Speaking of public forums as we were, this is an amazing resource. Seriously. It never would have occurred to me, but I brought along a friend to the Haight this time (bad for reporting some think, but considering the amount of social phobia I have when it comes to talking to people - and being around them in general - I figured this was probably a very good idea).
Anyway, this friend thought that it would be an excellent idea to talk to the locals. I agree, sounds like a great idea. Unfortunately, I didn't actually feel inclined to speak to them as much as I knew that I just really, really needed to hear what they had to say on such a sunny Saturday afternoon.
So we turn down our first block and, lo and behold, there's a garage sale. Sensical, but considering I'd never seen one outside of my little hometown of Salida, I was a little surprised that it was just chillin' in the Haight. Of course my friend fast-tracks it over there while I continue to freak out the whole time under my breath about how I really don't want to have to talk to people about *whatever*. What am I going to say? Am I going to be all awkward? Are they even going to talk to me? What the hell am I supposed to do if they do start talking to me? When am I supposed to pull out my notebook? What if they think I'm being a creeper? What if they think it's a come-on? What if they start coming on to me?

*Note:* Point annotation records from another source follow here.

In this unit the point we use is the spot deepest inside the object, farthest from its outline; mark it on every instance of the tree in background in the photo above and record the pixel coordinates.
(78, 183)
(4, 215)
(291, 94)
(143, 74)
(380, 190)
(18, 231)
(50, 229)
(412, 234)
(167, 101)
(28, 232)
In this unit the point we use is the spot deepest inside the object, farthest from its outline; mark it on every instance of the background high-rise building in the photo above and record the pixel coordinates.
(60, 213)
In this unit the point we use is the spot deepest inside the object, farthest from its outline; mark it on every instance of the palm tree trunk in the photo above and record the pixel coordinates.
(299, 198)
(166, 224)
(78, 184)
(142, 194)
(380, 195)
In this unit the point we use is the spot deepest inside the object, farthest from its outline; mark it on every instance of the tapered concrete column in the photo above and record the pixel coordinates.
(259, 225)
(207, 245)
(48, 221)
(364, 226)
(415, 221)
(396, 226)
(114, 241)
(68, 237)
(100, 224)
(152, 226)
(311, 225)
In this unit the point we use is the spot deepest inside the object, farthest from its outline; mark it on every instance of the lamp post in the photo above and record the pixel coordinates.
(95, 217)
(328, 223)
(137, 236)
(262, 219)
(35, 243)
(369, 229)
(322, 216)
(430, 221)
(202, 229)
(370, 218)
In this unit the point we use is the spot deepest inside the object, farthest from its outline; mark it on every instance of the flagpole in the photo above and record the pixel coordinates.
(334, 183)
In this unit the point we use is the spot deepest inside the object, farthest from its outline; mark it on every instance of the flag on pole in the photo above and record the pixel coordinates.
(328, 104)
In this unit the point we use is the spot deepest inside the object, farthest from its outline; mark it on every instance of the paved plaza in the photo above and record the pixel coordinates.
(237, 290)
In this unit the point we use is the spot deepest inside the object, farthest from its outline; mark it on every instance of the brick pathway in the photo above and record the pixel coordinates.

I forgot many of my fears, but I'm sure that if you'd put me back out on the streets, they'll come flying right back. I still haven't gotten over it. Apparently I'm not as creepy or weird as I thought they would think, but rather an easy person to talk to, I guess.
These two middle-aged women were running the garage sale and started telling me all these stories about the homeless people in the neighborhood and how things had gone since Sit/Lie passed. Dude. I thought I was going to die. They were incredible stories, and they told all these things to me! Unprovoked and completely not creeped out, PLUS they knew I was writing for SF State.
I know, I'm psyched for me, too. It's about time I figured it out.
Well, let me be honest: I didn't really figure it all out yet. I'm just significantly less scared than I was last time I was there. It's just so much less intimidating with another person..... Really. That's really what I need more than anything else is less intimidation.
Yes, I'm intimidated. I'd be willing to shout it from the rooftops as a bold declaration if I wasn't so damn terrified.
Use it. Say, I hate to ask questions and talk to strangers but I have to for my class so I'm sorry but may I ask you .... Another great idea: Look for sidewalk/garage sales in your neighborhood. Thanks, Cassie!